Ob bei einem Beweissicherungsverfahren neben einem bereits anhängigen Hauptsacheprozess oder bei einer Terminsanberaumung nach § 492 Abs. 3 ZPO für die mündliche Verhandlung der volle Wert maßgeblich wäre, hat der Senat bisher nicht entschieden. Dafür dürfte in solchen Fällen die dann gegebene konkrete Interessenlage des Antragstellers sprechen.
f) Der Senat hält die von ihm vertretenen Streitwertbemessungsgrundsätze für das selbstständige Beweisverfahren auch nach dessen Sinn und Zweck für zutreffend.
Alle Gründe, die nach herrschender Meinung angeblich für die Maßgeblichkeit des im Hintergrund des Verfahrens stehenden materiell-rechtlichen Anspruchs stehen, streiten in Wahrheit für eine streitwertmäßige Privilegierung des selbständigen Beweisverfahrens.

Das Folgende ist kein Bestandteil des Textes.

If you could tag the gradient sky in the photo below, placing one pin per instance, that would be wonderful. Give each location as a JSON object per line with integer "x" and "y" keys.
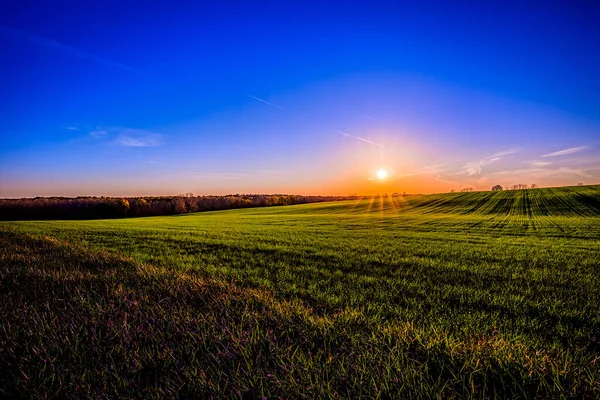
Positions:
{"x": 109, "y": 98}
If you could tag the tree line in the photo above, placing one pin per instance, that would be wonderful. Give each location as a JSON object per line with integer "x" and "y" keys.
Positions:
{"x": 118, "y": 207}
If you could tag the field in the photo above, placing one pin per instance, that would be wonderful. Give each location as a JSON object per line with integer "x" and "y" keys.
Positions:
{"x": 483, "y": 294}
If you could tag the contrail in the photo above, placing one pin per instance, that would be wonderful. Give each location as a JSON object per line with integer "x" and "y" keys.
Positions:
{"x": 44, "y": 41}
{"x": 363, "y": 139}
{"x": 264, "y": 101}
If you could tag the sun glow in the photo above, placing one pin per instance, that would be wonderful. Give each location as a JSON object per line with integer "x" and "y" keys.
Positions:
{"x": 382, "y": 174}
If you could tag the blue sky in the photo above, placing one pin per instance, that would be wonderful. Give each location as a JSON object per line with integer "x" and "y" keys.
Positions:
{"x": 104, "y": 98}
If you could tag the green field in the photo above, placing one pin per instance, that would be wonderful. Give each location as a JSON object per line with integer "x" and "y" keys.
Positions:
{"x": 483, "y": 294}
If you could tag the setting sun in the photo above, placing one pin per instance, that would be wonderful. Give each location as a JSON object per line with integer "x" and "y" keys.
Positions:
{"x": 382, "y": 174}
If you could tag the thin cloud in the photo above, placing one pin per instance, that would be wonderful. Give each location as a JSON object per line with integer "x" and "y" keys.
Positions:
{"x": 368, "y": 117}
{"x": 538, "y": 163}
{"x": 264, "y": 101}
{"x": 360, "y": 138}
{"x": 504, "y": 153}
{"x": 565, "y": 151}
{"x": 138, "y": 138}
{"x": 64, "y": 48}
{"x": 476, "y": 167}
{"x": 98, "y": 133}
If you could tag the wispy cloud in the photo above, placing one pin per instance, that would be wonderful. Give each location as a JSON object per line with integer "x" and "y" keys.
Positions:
{"x": 476, "y": 167}
{"x": 503, "y": 153}
{"x": 138, "y": 138}
{"x": 565, "y": 151}
{"x": 360, "y": 138}
{"x": 98, "y": 133}
{"x": 368, "y": 117}
{"x": 264, "y": 101}
{"x": 128, "y": 137}
{"x": 65, "y": 48}
{"x": 538, "y": 163}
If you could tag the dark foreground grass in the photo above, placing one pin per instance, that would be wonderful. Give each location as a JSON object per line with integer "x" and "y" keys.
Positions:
{"x": 384, "y": 298}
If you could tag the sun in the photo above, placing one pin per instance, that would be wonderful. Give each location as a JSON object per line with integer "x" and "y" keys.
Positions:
{"x": 382, "y": 174}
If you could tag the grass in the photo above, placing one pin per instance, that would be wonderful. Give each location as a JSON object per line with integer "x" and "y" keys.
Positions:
{"x": 483, "y": 294}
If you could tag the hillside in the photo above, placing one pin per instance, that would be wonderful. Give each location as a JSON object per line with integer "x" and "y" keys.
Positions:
{"x": 563, "y": 201}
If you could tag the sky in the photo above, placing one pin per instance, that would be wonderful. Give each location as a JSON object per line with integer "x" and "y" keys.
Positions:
{"x": 161, "y": 98}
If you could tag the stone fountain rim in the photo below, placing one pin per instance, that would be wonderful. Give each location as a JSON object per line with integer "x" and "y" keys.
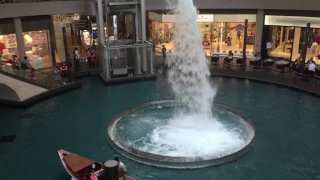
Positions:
{"x": 121, "y": 146}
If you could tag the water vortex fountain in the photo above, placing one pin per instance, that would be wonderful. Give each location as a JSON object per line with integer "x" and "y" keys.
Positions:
{"x": 190, "y": 131}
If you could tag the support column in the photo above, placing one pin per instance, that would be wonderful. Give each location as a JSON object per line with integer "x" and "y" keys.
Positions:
{"x": 259, "y": 30}
{"x": 107, "y": 51}
{"x": 295, "y": 44}
{"x": 138, "y": 59}
{"x": 306, "y": 42}
{"x": 144, "y": 35}
{"x": 245, "y": 37}
{"x": 151, "y": 60}
{"x": 19, "y": 37}
{"x": 101, "y": 38}
{"x": 100, "y": 26}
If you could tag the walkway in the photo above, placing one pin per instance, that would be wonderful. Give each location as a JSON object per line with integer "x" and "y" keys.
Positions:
{"x": 264, "y": 75}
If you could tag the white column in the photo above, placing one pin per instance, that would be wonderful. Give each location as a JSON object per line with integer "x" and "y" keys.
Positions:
{"x": 137, "y": 30}
{"x": 144, "y": 35}
{"x": 151, "y": 60}
{"x": 259, "y": 30}
{"x": 296, "y": 42}
{"x": 100, "y": 26}
{"x": 19, "y": 37}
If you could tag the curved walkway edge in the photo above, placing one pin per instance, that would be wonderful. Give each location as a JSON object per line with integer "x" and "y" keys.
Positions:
{"x": 285, "y": 80}
{"x": 35, "y": 99}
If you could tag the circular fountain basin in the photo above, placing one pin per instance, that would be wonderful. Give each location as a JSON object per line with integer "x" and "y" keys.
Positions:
{"x": 154, "y": 134}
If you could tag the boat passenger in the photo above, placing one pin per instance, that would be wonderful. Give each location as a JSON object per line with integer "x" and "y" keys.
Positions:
{"x": 93, "y": 176}
{"x": 122, "y": 169}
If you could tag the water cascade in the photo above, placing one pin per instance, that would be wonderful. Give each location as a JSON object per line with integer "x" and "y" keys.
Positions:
{"x": 190, "y": 131}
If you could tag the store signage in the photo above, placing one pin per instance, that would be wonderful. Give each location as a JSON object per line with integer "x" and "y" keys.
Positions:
{"x": 200, "y": 18}
{"x": 205, "y": 18}
{"x": 298, "y": 21}
{"x": 155, "y": 16}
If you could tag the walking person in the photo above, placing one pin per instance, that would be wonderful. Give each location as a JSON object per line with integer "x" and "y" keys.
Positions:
{"x": 16, "y": 63}
{"x": 57, "y": 76}
{"x": 88, "y": 57}
{"x": 25, "y": 66}
{"x": 33, "y": 74}
{"x": 76, "y": 58}
{"x": 92, "y": 59}
{"x": 164, "y": 54}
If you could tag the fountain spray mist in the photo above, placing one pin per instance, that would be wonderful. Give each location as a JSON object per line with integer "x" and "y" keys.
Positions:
{"x": 189, "y": 74}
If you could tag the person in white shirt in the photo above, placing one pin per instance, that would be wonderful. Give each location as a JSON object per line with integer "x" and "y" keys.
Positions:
{"x": 122, "y": 169}
{"x": 312, "y": 67}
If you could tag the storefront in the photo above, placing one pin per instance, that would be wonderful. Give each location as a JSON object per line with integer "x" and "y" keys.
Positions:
{"x": 37, "y": 47}
{"x": 285, "y": 37}
{"x": 219, "y": 32}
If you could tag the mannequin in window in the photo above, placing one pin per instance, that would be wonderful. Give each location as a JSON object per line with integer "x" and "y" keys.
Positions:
{"x": 314, "y": 49}
{"x": 241, "y": 43}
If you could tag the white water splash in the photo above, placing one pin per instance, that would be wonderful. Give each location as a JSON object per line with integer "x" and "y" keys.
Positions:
{"x": 189, "y": 73}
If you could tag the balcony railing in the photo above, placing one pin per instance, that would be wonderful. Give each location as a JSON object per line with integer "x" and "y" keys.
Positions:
{"x": 27, "y": 1}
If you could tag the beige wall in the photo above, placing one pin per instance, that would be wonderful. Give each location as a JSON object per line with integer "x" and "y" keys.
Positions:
{"x": 42, "y": 8}
{"x": 24, "y": 90}
{"x": 244, "y": 4}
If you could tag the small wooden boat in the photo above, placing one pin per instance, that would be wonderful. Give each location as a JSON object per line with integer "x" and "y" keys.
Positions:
{"x": 77, "y": 166}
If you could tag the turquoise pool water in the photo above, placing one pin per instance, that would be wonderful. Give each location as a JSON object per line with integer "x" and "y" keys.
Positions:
{"x": 287, "y": 132}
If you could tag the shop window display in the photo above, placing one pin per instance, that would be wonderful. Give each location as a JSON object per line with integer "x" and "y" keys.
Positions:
{"x": 229, "y": 37}
{"x": 287, "y": 43}
{"x": 36, "y": 44}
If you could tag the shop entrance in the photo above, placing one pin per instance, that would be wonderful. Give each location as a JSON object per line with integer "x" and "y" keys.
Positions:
{"x": 287, "y": 43}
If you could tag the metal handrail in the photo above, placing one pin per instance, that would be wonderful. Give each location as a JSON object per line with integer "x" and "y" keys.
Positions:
{"x": 147, "y": 44}
{"x": 302, "y": 75}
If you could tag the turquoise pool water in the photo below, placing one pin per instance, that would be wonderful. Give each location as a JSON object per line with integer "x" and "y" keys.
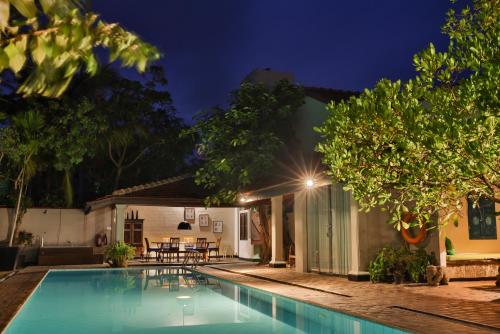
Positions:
{"x": 170, "y": 300}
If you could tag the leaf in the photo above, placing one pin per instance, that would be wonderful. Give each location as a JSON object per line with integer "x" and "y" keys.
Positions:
{"x": 37, "y": 52}
{"x": 4, "y": 14}
{"x": 47, "y": 5}
{"x": 4, "y": 60}
{"x": 27, "y": 8}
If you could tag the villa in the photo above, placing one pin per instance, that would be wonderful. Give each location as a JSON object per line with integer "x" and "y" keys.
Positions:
{"x": 314, "y": 225}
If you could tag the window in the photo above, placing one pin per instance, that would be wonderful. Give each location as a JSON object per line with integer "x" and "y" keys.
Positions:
{"x": 482, "y": 219}
{"x": 244, "y": 226}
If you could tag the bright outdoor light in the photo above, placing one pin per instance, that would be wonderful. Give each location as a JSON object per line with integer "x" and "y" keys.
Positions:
{"x": 309, "y": 183}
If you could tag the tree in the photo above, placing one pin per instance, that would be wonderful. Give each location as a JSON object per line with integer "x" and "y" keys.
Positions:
{"x": 425, "y": 144}
{"x": 142, "y": 136}
{"x": 21, "y": 144}
{"x": 45, "y": 43}
{"x": 53, "y": 40}
{"x": 81, "y": 128}
{"x": 240, "y": 145}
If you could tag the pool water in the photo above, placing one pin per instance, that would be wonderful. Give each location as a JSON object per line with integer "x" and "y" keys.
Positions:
{"x": 169, "y": 300}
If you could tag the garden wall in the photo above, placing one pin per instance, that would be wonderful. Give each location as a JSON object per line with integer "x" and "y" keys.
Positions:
{"x": 59, "y": 227}
{"x": 161, "y": 223}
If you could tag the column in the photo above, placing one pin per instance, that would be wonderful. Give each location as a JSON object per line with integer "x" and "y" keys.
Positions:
{"x": 299, "y": 211}
{"x": 277, "y": 232}
{"x": 354, "y": 271}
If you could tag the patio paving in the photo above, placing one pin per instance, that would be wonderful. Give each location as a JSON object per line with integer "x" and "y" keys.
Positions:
{"x": 461, "y": 307}
{"x": 471, "y": 307}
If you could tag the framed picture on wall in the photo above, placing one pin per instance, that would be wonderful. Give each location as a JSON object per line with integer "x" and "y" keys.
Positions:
{"x": 217, "y": 226}
{"x": 189, "y": 214}
{"x": 203, "y": 219}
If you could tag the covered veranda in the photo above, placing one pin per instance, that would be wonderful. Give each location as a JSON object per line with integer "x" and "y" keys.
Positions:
{"x": 167, "y": 222}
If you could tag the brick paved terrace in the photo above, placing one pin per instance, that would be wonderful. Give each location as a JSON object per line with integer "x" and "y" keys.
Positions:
{"x": 461, "y": 307}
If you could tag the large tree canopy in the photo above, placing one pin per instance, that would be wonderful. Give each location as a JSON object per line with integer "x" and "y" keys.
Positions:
{"x": 425, "y": 144}
{"x": 54, "y": 39}
{"x": 240, "y": 145}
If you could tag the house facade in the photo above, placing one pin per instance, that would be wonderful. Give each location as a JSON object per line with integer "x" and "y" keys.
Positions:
{"x": 313, "y": 223}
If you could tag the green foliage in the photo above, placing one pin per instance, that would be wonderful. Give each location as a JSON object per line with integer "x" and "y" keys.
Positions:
{"x": 24, "y": 238}
{"x": 57, "y": 39}
{"x": 141, "y": 140}
{"x": 401, "y": 262}
{"x": 240, "y": 145}
{"x": 56, "y": 134}
{"x": 383, "y": 265}
{"x": 427, "y": 143}
{"x": 450, "y": 250}
{"x": 119, "y": 252}
{"x": 417, "y": 264}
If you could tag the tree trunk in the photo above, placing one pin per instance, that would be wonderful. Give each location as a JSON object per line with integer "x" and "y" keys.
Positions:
{"x": 119, "y": 171}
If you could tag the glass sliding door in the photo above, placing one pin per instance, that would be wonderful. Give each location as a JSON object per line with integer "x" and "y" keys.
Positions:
{"x": 327, "y": 212}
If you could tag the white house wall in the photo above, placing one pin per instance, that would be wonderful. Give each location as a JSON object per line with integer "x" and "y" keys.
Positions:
{"x": 60, "y": 227}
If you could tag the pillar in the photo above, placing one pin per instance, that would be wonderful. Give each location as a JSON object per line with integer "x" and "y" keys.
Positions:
{"x": 354, "y": 270}
{"x": 119, "y": 222}
{"x": 277, "y": 260}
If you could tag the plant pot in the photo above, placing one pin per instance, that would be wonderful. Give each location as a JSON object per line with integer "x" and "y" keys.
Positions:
{"x": 8, "y": 258}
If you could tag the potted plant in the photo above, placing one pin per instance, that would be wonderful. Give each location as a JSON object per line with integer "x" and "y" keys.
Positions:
{"x": 119, "y": 253}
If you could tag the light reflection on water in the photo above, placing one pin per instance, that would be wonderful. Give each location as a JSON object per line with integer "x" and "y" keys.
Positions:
{"x": 169, "y": 300}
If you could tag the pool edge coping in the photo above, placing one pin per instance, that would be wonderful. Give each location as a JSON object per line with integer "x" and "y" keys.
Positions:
{"x": 327, "y": 308}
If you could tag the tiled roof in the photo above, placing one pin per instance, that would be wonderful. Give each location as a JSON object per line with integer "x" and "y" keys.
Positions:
{"x": 145, "y": 186}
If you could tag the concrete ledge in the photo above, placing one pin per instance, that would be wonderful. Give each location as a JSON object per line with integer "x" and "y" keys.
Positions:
{"x": 358, "y": 277}
{"x": 472, "y": 269}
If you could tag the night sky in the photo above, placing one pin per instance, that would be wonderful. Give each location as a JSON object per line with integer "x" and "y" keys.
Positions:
{"x": 209, "y": 46}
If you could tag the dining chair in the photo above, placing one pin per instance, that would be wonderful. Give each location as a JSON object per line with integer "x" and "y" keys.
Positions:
{"x": 214, "y": 248}
{"x": 174, "y": 248}
{"x": 202, "y": 247}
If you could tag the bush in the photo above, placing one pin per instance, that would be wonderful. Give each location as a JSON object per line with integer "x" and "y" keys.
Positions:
{"x": 396, "y": 264}
{"x": 119, "y": 252}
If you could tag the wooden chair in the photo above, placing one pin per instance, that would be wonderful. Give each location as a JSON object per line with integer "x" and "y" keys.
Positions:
{"x": 215, "y": 249}
{"x": 291, "y": 255}
{"x": 202, "y": 247}
{"x": 150, "y": 249}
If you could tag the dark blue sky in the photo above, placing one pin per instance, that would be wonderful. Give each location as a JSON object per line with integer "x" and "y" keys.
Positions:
{"x": 208, "y": 46}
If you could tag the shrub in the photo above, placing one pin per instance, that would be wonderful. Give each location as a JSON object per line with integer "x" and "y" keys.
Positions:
{"x": 391, "y": 263}
{"x": 119, "y": 252}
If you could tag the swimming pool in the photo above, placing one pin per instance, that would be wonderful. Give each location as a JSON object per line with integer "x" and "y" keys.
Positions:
{"x": 169, "y": 300}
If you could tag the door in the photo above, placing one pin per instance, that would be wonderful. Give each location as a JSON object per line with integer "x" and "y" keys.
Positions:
{"x": 328, "y": 218}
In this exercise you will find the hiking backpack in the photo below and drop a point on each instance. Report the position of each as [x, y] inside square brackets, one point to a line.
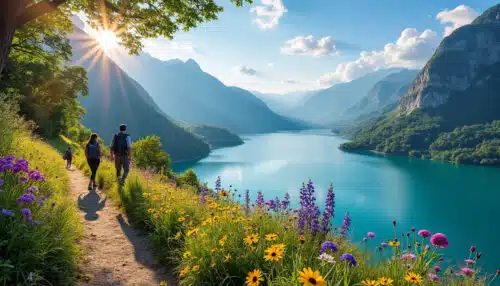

Gerade weil den Parteien ein gesondertes Verfahren zur Verfügung gestellt wird, das im günstigen Falle zu einer außerprozessualen Erledigung ihres Streits führen kann, ist es naheliegend, dieses Verfahren auch wertmäßig günstiger zu gestalten, als den normalen Hauptsachprozess. Hingegen ist der Gesichtspunkt, Anwälten einen Gebührenanreiz zu verschaffen, an diesem Verfahren mitzuwirken, bereits mit § 48 BRAGO berücksichtigt. Für die gerichtliche Festsetzung des Streitwertes ist dies ein untauglicher Gesichtspunkt (anders aber wohl etliche Vertreter der herrschenden Meinung: OLG Köln, 7.ZS, ZfBR 2000, 123 (?); Ulbrich und Luz in Anmerkung zu OLG Bamberg, BauR 1993, 371).
3. Für den vorliegenden Fall ergibt sich daraus folgendes:
Die Antragstellerin hat in ihrem Antrag die voraussichtlichen Kosten für die Mängelbeseitigung an den zwei Reinwasserbehältern in der Hugo-Junkers-Kaserne in Krummenort und für den weiteren Reinwasserbehälter auf dem Nato-Flugplatz Hohn mit 70.000 DM geschätzt. Grundlage hierfür war ersichtlich der Kostenvoranschlag der Antragsgegnerin vom 11. April 2000 (Bl. 47 f. = ASt 7). Eigene Gutachten oder Kostenvoranschläge Dritter hat die Antragstellerin nicht eingeholt. Deshalb ist mit dem Landgericht davon auszugehen, dass dieser von der Antragstellerin ausdrücklich als vorläufig bezeichnete Wert nicht der zutreffende Ausgangspunkt für die Streitwertfestsetzung dieses Verfahrens ist, sondern das tatsächliche Ergebnis der durchgeführten Begutachtung. Nach dem Gutachten der Sachverständigen Prof. Dr.- Ing. Haase vom 08. November 2002 ist zur Sanierung der drei Reinbehälter ein Betrag von 92.250 € erforderlich (64.250 € Krummenort sowie weitere 28.000 € Hohn).
Der zutreffende Streitwert war deshalb auf 46.125 € festzusetzen.